Robert Furchgott, a Nobel prize-winning pharmacologist whose work with the gas nitric oxide helped develop the anti-impotency drug Viagra, has died at the age of 92. How interesting nitric oxide is a free radical and Viagra makes radicals free. Hmmm.

Quotable

If God hadn’t intended us to be happy, he wouldn’t have made it so easy for us to smile.

Live Search

I'll bet you think Microsoft owns it. Wrong. LiveSearch.com domain name belongs to Tyler Tullock of Bothell, Wash., who says he has rejected several offers for the site. Tullock took control of the domain name about 13 years ago, when he was running an internet-marketing company, LocalSeek Advertising. He used Livesearch.com and other domains to advertise his services, which included a relocation business.

Microsoft introduced Live Search in 2006, hosting the search engine on Live.com, a domain that it does own .
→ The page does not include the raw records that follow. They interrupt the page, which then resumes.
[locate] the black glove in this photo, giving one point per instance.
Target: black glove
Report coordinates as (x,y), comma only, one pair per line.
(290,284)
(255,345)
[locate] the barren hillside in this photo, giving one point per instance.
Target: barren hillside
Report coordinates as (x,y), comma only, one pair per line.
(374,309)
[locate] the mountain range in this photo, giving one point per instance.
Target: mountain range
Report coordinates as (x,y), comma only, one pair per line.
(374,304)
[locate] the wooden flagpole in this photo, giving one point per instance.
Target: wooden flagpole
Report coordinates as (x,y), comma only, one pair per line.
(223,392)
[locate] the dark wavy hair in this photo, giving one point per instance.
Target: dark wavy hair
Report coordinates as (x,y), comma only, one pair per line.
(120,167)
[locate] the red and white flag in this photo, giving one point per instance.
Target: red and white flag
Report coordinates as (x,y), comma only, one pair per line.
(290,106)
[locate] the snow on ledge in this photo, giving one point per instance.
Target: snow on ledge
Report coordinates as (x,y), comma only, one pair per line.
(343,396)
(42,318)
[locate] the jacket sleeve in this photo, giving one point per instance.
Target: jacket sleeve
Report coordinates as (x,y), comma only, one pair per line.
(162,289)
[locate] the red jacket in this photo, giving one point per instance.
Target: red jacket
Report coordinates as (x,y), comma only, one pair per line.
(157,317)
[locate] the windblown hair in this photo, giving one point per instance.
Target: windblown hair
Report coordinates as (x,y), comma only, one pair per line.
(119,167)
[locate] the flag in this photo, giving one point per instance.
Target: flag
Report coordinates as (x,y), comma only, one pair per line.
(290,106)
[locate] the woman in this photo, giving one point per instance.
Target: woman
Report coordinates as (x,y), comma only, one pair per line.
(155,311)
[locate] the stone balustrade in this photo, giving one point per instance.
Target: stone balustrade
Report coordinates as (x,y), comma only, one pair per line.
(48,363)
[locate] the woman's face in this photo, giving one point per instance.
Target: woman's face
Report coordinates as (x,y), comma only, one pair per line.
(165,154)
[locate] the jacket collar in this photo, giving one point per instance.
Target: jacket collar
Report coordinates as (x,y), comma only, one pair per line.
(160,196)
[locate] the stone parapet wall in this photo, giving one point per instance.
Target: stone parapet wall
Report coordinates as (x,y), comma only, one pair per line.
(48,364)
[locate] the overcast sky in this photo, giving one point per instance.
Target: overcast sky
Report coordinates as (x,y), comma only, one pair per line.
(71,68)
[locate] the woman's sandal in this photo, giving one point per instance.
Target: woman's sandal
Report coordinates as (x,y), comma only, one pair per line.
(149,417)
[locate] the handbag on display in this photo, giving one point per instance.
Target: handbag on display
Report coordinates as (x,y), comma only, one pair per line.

Tullock runs a chain of seven music schools in the Seattle area, and parks Google (NSDQ: GOOG) ads on LiveSearch.com. “It makes me plenty of money sending all that Microsoft business to Google,” he says, but won’t disclose how much the site brings in. Maybe that's why Microsoft is thinking of changing the name and is set to launch an $80 million to $100 million campaign for Bing, the search engine it hopes will help it grab a bigger slice of the online ad market.

Quotable

To worry about your age is silly. Every time you are a year older so is everyone else.